Daalen Florian van, Henriksen Margrethe Høstgaard Bang, Hansen Torben Frøstrup, Jensen Lars Henrik, Brasen Claus Lohman, Hilberg Ole, Andersen Martin Ask Klausholt, Humerfelt Elise, Wee Leonard, Bermejo Inigo
Department of Radiation Oncology (MAASTRO), GROW School for Oncology and Reproduction, Maastricht University Medical Centre+, 6229 HX Maastricht, The Netherlands.
Department of Oncology, Vejle University Hospital, 7100 Vejle, Denmark.
Cancers (Basel). 2024 Nov 28;16(23):3989. doi: 10.3390/cancers16233989.
: Lung cancer (LC) is the leading cause of cancer mortality, making early diagnosis essential. While LC screening trials are underway globally, optimal prediction models and inclusion criteria are still lacking. This study aimed to develop and evaluate Bayesian Network (BN) models for LC risk prediction using a decade of data from Denmark. The primary goal was to assess BN performance on datasets varying in size and completeness, simulate real-world screening scenarios, and identify the most valuable data sources for LC screening. : The study included 38,944 patients evaluated for LC, with 11,284 (29%) diagnosed. Data on comorbidities, medications, and general practice were available for the entire cohort, while laboratory results, smoking habits, and other variables were only available for subsets. The cohort was divided into four subsets based on data availability, and BNs were trained and validated across these subsets using cross-validation and external validation. To determine the optimal combination of variables, all possible data combinations were evaluated on the samples that contained all the variables (n = 5587). : A model trained on the small, complete dataset (AUC 0.78) performed similarly on a larger dataset with 21% missing data (AUC 0.78). Performance dropped when 39% of data were missing (AUC 0.67), resulting in informative variables missing completely in the dataset. Laboratory results and smoking data were the most informative, significantly outperforming models based only on age and smoking status (AUC 0.70). : BN models demonstrated moderate to strong predictive performance, even with incomplete data, highlighting the potential value of incorporating laboratory results in LC screening programs.

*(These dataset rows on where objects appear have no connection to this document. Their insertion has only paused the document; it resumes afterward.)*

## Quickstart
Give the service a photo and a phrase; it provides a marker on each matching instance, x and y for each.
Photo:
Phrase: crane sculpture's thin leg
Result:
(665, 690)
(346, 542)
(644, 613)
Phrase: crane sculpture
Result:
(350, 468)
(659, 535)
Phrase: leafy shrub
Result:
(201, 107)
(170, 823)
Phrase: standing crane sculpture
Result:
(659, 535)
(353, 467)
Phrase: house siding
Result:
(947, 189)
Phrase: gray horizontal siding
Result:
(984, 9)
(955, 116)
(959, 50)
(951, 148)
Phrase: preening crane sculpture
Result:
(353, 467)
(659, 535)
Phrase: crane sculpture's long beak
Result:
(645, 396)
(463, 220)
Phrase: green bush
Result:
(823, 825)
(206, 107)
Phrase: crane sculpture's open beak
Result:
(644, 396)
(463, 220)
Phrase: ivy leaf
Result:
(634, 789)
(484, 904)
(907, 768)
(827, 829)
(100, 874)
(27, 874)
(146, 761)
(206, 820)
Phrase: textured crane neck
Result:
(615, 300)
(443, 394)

肺癌(LC)是癌症死亡的主要原因,因此早期诊断至关重要。尽管全球范围内肺癌筛查试验正在进行,但仍缺乏最佳预测模型和纳入标准。本研究旨在利用丹麦十年的数据开发和评估用于肺癌风险预测的贝叶斯网络(BN)模型。主要目标是评估BN模型在大小和完整性不同的数据集上的性能,模拟现实世界的筛查场景,并确定肺癌筛查最有价值的数据源。
该研究纳入了38944名接受肺癌评估的患者,其中11284名(29%)被诊断为肺癌。整个队列都有合并症、用药情况和全科医疗的数据,而实验室检查结果、吸烟习惯和其他变量仅部分患者可用。根据数据可用性将队列分为四个子集,并使用交叉验证和外部验证在这些子集上对BN模型进行训练和验证。为了确定变量的最佳组合,在包含所有变量的样本(n = 5587)上评估了所有可能的数据组合。
在小的完整数据集上训练的模型(AUC 0.78)在缺失21%数据的较大数据集上表现相似(AUC 0.78)。当39%的数据缺失时性能下降(AUC 0.67),导致数据集中信息性变量完全缺失。实验室检查结果和吸烟数据信息性最强,显著优于仅基于年龄和吸烟状态的模型(AUC 0.70)。
BN模型即使在数据不完整的情况下也表现出中度到强的预测性能,突出了将实验室检查结果纳入肺癌筛查计划的潜在价值。